ADXL335-3-Axis-Analog-Output-Accelerometer

[Gramps]

Lance Benson said to Gramps:

As it turned out, I received the non-i2c version of this the day before you posted:

https://www.ebay.com/itm/GY-61-ADXL335-3-Axis-Analog-Output-Accelerometer-Angular-Transducer-3-5V-FA/401534029353

Today I wired it up and scotch-taped it to a pencil. It works reliably reading the "Z" axis with this code:
Code:
' 08accel_xl335 ' accelerometer
#picaxe 08M2 ' 20M2
#terminal 4800

do
readadc10 C.1,w1 ' read "Z" axis of XL335 accelerometer
if w1 < 380 then ' acceleration towards a strike
sertxd(#w1," ")
pause 200 ' reduce/eliminate double reports
endif
pause 5
loop

As we move the ADXL335-3, the numbers change in the terminal. The range is 270 to 370.
My question is how to code this sensor to a servo output so the servo would track the movement of the accelerometer?
Would you have to map the numbers of the accelerometer or is there a simple command?

 

[lbenson]

I don't exactly understand this question. What is the servo tracking--the maximum acceleration of the sensor in the down direction? This would seem unreproduceable with any consistancy.

However, if the theoretical task is to map values in the range of 270-370 (say in w0) to a range of 75 to 225 (say in b2), then you have
b2 =w0 - 270 * 150 / 100 + 75
Try this in the simulator:

for w0=270 to 370
  b2=w0-270*150/100+75
  sertxd(#b2," ")
next w0

 

[Gramps]

Lance, thanks so much for the clear explanation of how to match input and output.

What is the servo tracking

As I rolled the sensor, the numbers changed from low to high and back to low again.
My idea was to mount the sensor on my shoulder so that when I move left or right my robot arm would move left or right.

 

[Buzby]

Hi Gramps,

There is a thread about 3-axis accelerometer stuff here : https://picaxeforum.co.uk/threads/gy-521-mpu6050.31177/

I posted some screenshots and a video showing how the three axies correspond to 3-D orientation.

As you have already discovered, a single axis shows the same value at two different angles. To determine whether the device is tilted either 'left' or 'right' you need to include another axis and some maths. ( Or limit the motion to 90' with no movement in any 'off axis' direction, which I think will be difficult in a body-worn application. )

I found the 'serialplot' program to be very useful when determining just what is happening as the accelerometer is rotated around each axis.

The OP of the of original thread gave up and switched to A******, but if you are determined I'm sure you'll have it working on a PICAXE.

Cheers,

Buzby

 

[Gramps]

but if you are determined I'm sure you'll have it working on a PICAXE.

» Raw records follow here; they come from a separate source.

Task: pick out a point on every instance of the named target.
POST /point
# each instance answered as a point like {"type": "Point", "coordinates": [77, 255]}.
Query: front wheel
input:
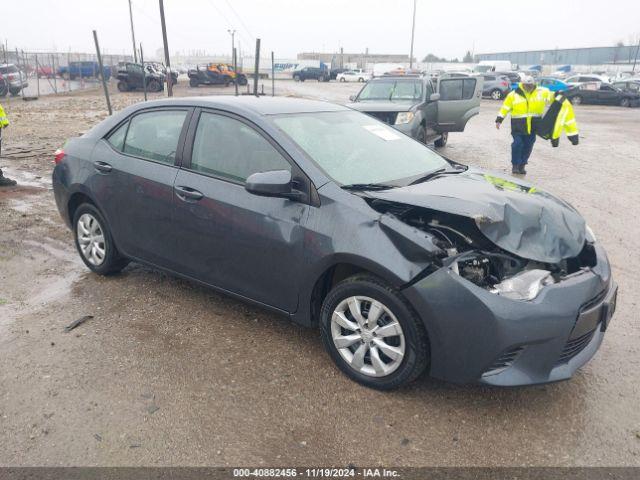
{"type": "Point", "coordinates": [94, 241]}
{"type": "Point", "coordinates": [442, 141]}
{"type": "Point", "coordinates": [372, 333]}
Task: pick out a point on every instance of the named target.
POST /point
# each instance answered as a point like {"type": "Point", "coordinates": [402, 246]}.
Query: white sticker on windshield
{"type": "Point", "coordinates": [382, 132]}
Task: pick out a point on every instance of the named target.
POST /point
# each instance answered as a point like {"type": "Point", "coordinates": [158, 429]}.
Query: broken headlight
{"type": "Point", "coordinates": [525, 285]}
{"type": "Point", "coordinates": [404, 117]}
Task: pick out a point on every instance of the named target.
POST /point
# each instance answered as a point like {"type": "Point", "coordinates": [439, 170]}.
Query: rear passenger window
{"type": "Point", "coordinates": [154, 135]}
{"type": "Point", "coordinates": [116, 139]}
{"type": "Point", "coordinates": [227, 148]}
{"type": "Point", "coordinates": [457, 89]}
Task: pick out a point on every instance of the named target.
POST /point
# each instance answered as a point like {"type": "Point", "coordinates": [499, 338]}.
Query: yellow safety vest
{"type": "Point", "coordinates": [526, 108]}
{"type": "Point", "coordinates": [4, 120]}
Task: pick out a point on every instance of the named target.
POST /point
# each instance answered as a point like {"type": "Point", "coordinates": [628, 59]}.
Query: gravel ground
{"type": "Point", "coordinates": [170, 373]}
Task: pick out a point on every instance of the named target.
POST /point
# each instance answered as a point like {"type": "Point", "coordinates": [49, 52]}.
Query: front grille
{"type": "Point", "coordinates": [504, 361]}
{"type": "Point", "coordinates": [575, 346]}
{"type": "Point", "coordinates": [386, 117]}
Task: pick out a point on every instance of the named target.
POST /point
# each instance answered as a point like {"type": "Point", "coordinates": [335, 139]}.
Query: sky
{"type": "Point", "coordinates": [447, 29]}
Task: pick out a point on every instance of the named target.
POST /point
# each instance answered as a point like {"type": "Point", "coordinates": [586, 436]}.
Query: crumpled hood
{"type": "Point", "coordinates": [380, 106]}
{"type": "Point", "coordinates": [512, 214]}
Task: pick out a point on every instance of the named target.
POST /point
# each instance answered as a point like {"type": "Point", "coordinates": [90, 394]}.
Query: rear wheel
{"type": "Point", "coordinates": [94, 242]}
{"type": "Point", "coordinates": [442, 141]}
{"type": "Point", "coordinates": [372, 333]}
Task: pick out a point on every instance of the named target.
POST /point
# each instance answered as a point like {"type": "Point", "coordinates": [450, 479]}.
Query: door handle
{"type": "Point", "coordinates": [188, 193]}
{"type": "Point", "coordinates": [102, 166]}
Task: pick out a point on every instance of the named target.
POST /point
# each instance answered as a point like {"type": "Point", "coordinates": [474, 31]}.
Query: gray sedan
{"type": "Point", "coordinates": [405, 261]}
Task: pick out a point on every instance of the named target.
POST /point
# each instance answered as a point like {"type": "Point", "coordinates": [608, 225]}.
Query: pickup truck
{"type": "Point", "coordinates": [83, 70]}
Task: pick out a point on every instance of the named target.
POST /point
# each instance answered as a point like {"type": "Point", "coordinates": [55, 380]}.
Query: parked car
{"type": "Point", "coordinates": [131, 77]}
{"type": "Point", "coordinates": [311, 73]}
{"type": "Point", "coordinates": [584, 78]}
{"type": "Point", "coordinates": [12, 80]}
{"type": "Point", "coordinates": [605, 94]}
{"type": "Point", "coordinates": [353, 76]}
{"type": "Point", "coordinates": [495, 86]}
{"type": "Point", "coordinates": [204, 76]}
{"type": "Point", "coordinates": [403, 259]}
{"type": "Point", "coordinates": [83, 70]}
{"type": "Point", "coordinates": [553, 84]}
{"type": "Point", "coordinates": [420, 108]}
{"type": "Point", "coordinates": [629, 85]}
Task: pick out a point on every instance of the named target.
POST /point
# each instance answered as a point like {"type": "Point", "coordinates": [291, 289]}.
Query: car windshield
{"type": "Point", "coordinates": [395, 90]}
{"type": "Point", "coordinates": [353, 148]}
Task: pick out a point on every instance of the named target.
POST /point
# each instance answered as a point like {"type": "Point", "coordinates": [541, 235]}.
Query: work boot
{"type": "Point", "coordinates": [7, 182]}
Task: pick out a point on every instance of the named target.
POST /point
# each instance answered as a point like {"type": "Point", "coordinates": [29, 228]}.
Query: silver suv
{"type": "Point", "coordinates": [424, 109]}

LOL!!! I'm ready to try the pot with the weight hanging on it! Whoever thought it could be that complicated!
Looking into a nunchuck

 

[lbenson]

Nunchuk is fairly easy with an adapter: https://picaxeforum.co.uk/threads/wii-nunchuk-as-input-for-picaxe.17800/

 

[Buzby]

As Lance says, it's easy to get the values from a nunchuck, but it won't be any easier to work with than your chip.

Remember, Lance also said in that post, "I don’t know what to do with an accelerometer, so I ignored those values. ".

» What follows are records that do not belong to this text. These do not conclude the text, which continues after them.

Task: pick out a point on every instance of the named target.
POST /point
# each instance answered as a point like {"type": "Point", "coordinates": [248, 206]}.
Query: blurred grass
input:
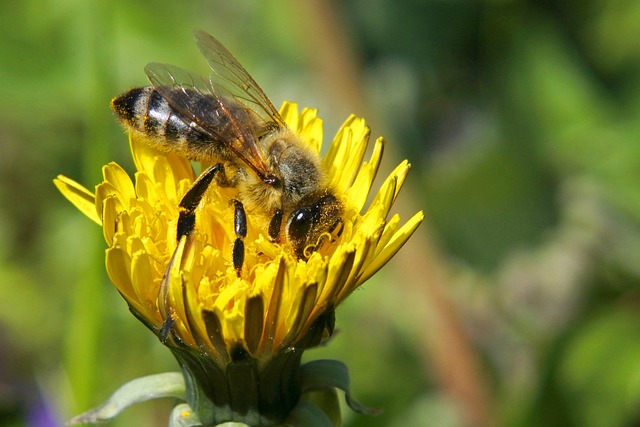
{"type": "Point", "coordinates": [516, 305]}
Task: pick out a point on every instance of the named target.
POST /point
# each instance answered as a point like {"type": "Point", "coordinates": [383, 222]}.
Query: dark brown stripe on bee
{"type": "Point", "coordinates": [127, 105]}
{"type": "Point", "coordinates": [157, 114]}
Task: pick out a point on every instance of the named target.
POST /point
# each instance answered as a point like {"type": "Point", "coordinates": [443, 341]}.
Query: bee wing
{"type": "Point", "coordinates": [230, 79]}
{"type": "Point", "coordinates": [196, 101]}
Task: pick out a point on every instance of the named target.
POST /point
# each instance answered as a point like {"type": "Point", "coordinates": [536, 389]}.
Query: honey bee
{"type": "Point", "coordinates": [226, 120]}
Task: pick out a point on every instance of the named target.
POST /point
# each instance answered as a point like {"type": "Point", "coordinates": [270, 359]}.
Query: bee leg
{"type": "Point", "coordinates": [275, 224]}
{"type": "Point", "coordinates": [191, 200]}
{"type": "Point", "coordinates": [240, 228]}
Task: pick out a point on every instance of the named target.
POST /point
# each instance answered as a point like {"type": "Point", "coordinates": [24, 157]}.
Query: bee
{"type": "Point", "coordinates": [227, 120]}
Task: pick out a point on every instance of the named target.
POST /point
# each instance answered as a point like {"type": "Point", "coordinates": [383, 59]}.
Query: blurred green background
{"type": "Point", "coordinates": [516, 304]}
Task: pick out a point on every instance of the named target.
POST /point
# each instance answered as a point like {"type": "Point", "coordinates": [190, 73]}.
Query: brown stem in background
{"type": "Point", "coordinates": [447, 351]}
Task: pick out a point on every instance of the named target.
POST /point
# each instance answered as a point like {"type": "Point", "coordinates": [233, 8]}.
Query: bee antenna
{"type": "Point", "coordinates": [272, 180]}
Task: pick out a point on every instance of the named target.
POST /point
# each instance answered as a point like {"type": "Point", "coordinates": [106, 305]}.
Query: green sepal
{"type": "Point", "coordinates": [326, 374]}
{"type": "Point", "coordinates": [168, 384]}
{"type": "Point", "coordinates": [308, 414]}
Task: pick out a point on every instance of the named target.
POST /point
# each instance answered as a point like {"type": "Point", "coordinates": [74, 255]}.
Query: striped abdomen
{"type": "Point", "coordinates": [195, 127]}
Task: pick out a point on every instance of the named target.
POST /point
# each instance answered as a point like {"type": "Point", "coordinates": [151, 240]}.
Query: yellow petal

The 3-axis accelerometer allows a device to 'know' which way it is pointing in a full 360' sphere, but it takes a heap of maths to work it out.

With just two axes, and a slightly smaller heap of maths, you can measure tilt alone.

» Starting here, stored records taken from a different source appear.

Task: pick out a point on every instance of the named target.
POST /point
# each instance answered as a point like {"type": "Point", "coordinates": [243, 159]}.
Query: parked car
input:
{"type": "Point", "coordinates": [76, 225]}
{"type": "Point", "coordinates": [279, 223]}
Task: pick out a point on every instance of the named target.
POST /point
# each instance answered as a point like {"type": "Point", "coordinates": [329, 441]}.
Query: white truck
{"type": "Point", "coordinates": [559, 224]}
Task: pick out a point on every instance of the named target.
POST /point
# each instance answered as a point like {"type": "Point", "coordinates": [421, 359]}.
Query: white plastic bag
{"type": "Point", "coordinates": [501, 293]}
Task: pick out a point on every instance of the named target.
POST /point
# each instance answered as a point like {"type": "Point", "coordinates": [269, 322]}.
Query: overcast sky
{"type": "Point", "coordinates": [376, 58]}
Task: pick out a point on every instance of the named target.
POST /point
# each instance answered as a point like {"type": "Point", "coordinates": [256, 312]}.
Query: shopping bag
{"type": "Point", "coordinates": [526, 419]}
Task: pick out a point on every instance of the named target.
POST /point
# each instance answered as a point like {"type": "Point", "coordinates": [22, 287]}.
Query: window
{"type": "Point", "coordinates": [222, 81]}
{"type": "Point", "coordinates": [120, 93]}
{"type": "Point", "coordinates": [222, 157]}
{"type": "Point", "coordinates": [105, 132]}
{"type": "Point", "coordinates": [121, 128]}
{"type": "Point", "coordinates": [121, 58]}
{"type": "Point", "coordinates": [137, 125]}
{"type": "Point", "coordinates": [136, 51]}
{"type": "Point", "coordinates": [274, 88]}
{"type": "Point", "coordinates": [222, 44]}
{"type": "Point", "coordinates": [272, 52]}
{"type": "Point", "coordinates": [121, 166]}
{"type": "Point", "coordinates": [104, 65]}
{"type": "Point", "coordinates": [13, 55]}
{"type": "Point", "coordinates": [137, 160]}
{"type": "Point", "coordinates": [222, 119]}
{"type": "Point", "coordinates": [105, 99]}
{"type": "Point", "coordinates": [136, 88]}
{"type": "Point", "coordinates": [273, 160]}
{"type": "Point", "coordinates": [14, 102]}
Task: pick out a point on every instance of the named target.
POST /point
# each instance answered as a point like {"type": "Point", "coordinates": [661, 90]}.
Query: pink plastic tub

Here is the maths, enjoy ! https://www.analog.com/media/en/technical-documentation/application-notes/AN-1057.pdf

Cheers,

Buzby

 

[Eng460]

Hi Gramps, a very interesting addition to your project. I am looking forward to following how it goes. But no simple command that I know of for your ultimate goal.

You have succeeded in the first step, communications with the device, which is a very good start.

Next step is to determine what those numbers mean. As Buzby says, it needs a heap of maths, but it’s not rocket science either. (The maths involved is the basis for rocket science, but its the basic high school maths they assume you already understand before you even enrol in rocket science 101.)

Do you have a data sheet which shows you how to calibrate or translate those numbers into meaningful numbers of metres/sec^2, or ft/sec^2 (depending on which you prefer)?

Acceleration is a vector quantity which simply means it requires a direction as well as a magnitude, and those three axis define the directions. Three axis are each at right angles so movement in any direction is independent of the other two.

Then remember that acceleration is defined as rate of change of velocity. All the maths formulas involve time. Hence you need a sufficiently accurate time, and that will be the first hurdle. Not an atomic clock, but a reasonably consistent time interval. Perhaps pauseus will be suitable. I am thinking you might need a separate board that does nothing but measure those three accelerations at a repeatable time interval, and just pass them to a different board to apply the maths, similar to what was needed to solve my issues in a recent thread involving timing issues and servo control.

Then the maths. It will be a challenge with the basic integer maths of the M2 Picaxe chips, but the X1 and X2 chips have unwary maths functions which may do at a pinch, as I expect that two significant figure accuracy might be enough. Otherwise you will have to explore using that floating point maths processor which is listed in the data sheets. So it is worth downloading all the resources for that device, as that may be more practical that muddling through with Unary maths.

And it will still only give integer outputs so mm might be a suitable dimension to use without requiring fractions.

I may be starting too simple, or may have already lost you, So before I bore everyone totally with an unwanted or unneeded physics lesson, it would help if you let us know where you are up to in understanding this stuff, or if this approach is interesting to you.

Alternatively, someone else may have a totally different approach, even using sensors which use a totally different principle. It may take a little exploration on several approaches to identify which will work best for you.

Eng460

 

[Gramps]

using sensors which use a totally different principle.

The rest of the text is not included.